L’omosessualità femminile, a differenza di quella maschile, venne ignorata dal paragrafo 175 del Codice Penale Tedesco perché le donne erano considerate un elemento di secondo piano nella società e, si legge nell’articolo, che: “le donne che indulgono in relazioni sessuali innaturali non sono impedite del tutto come agenti procreativi diversamente dagli omosessuali uomini, spesso l’esperienza mostra che le donne tornino a relazioni normali”. Il fatidico ritorno a relazioni ‘normali’ veniva tuttavia molte volte forzato come racconta Giacomo Cantucci: “Molte di queste donne venivano costrette a prostituirsi nei bordelli come tentativo di rieducazione”.
Una delle storie ci tocca particolarmente da vicino, quella di Cerere Bagnolati, staffetta partigiana e combattente. Fu arrestata a Ferrara il 21 agosto 1944 dalle SS come oppositrice politica, portata nei sotterranei del Castello Estense, quindi nel carcere di S. Giovanni in Monte (Bologna) e infine deportata in Germania, prima a Ravensbrück poi a Flosengürg. È sopravvissuta ed è stata insignita della Croce al merito di guerra. Essendo identificata come oppositrice politica il suo triangolo era di colore rosso.

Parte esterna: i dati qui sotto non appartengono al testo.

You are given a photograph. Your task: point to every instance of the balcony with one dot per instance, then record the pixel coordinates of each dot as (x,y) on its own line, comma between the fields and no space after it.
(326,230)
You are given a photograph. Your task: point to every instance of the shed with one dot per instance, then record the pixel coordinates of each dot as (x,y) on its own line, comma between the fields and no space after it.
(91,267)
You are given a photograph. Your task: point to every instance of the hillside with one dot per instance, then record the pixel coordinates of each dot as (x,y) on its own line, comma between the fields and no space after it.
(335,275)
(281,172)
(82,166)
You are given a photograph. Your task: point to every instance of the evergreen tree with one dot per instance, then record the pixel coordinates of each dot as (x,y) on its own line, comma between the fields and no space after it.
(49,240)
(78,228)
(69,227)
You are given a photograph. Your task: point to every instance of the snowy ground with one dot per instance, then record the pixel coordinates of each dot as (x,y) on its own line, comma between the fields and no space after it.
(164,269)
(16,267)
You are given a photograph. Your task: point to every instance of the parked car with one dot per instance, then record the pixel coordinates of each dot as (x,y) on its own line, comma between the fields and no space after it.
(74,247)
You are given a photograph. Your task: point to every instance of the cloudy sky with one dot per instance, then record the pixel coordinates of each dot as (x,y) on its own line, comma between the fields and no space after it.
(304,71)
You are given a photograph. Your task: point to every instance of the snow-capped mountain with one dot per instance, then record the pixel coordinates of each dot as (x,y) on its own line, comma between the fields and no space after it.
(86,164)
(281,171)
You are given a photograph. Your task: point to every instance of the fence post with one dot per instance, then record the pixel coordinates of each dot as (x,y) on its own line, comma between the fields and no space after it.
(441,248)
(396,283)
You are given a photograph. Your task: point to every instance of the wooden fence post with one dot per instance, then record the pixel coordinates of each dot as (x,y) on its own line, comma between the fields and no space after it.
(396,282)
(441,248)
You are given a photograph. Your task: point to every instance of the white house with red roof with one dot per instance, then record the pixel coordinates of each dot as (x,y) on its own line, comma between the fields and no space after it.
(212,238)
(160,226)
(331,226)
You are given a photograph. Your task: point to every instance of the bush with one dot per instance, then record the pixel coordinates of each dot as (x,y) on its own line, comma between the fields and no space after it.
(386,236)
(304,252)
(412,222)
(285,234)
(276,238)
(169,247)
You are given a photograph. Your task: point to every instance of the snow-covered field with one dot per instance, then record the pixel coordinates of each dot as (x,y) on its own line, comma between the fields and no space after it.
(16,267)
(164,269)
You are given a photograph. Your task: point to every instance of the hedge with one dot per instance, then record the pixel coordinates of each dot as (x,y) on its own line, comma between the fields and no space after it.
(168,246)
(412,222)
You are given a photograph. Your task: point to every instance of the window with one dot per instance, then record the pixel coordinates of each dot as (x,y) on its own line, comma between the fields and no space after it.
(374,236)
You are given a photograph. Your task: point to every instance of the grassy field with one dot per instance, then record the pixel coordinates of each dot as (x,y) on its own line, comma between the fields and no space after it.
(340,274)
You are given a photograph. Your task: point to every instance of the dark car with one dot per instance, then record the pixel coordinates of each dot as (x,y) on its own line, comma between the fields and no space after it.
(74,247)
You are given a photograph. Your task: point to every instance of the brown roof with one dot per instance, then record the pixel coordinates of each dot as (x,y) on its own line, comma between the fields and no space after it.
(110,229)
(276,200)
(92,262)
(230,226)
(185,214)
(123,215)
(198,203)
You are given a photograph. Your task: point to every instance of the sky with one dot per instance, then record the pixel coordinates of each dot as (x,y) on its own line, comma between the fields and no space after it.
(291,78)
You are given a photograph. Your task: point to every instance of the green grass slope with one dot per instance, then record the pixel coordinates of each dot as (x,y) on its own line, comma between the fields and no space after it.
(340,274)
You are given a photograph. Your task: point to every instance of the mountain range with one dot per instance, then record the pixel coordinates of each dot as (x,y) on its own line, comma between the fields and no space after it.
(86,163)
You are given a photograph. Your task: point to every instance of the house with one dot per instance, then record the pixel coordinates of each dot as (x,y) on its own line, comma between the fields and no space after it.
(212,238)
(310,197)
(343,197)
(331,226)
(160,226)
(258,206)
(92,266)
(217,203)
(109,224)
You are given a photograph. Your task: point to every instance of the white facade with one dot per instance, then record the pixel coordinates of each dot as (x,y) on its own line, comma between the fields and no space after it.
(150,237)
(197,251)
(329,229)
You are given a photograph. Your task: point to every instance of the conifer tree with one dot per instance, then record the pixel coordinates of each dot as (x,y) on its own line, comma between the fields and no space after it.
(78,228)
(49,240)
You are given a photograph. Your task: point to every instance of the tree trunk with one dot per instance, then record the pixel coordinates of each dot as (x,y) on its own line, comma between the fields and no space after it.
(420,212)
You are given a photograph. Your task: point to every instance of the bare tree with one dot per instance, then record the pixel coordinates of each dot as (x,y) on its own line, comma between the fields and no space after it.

A spiegare più nel dettaglio il significato dei triangoli il direttore dell’Archivio di Stato di Ferrara Davide Guarnieri: “Veniva usato il principio del ‘dividi et impera’ i colori dei triangoli e la differenziazioni degli internati serviva a esercitare su di essi un maggiore controllo, in questo modo si generarono dei conflitti tra gli stessi deportati che non vedevano di buon grado chi aveva un colore diverso dal loro. La rivolta di migliaia e migliaia di internati sarebbe stata molto difficile da sedare, il modo più semplice per controllarli era appunti dividerli”.
Nell’Archivio di Stato queste persone vennero inserite nel fascicolo 8, ovvero quelle delle persone considerate durante il ventennio “pericolose per l’ordinamento democratico dello Stato”. Quello di Cerere Bagnolati era un fascicolo particolare perché erano presenti due documenti in cui è chiaramente scritto che lei era “L’esbica” (scritto in modo sbagliato), quei documenti sono stati per 70 anni secretati perché la legge vieta anche ora la divulgazione, per il tempo stabilito di 70 anni, di dati considerati sensibili. Sono stati infatti solo recentemente resi pubblici.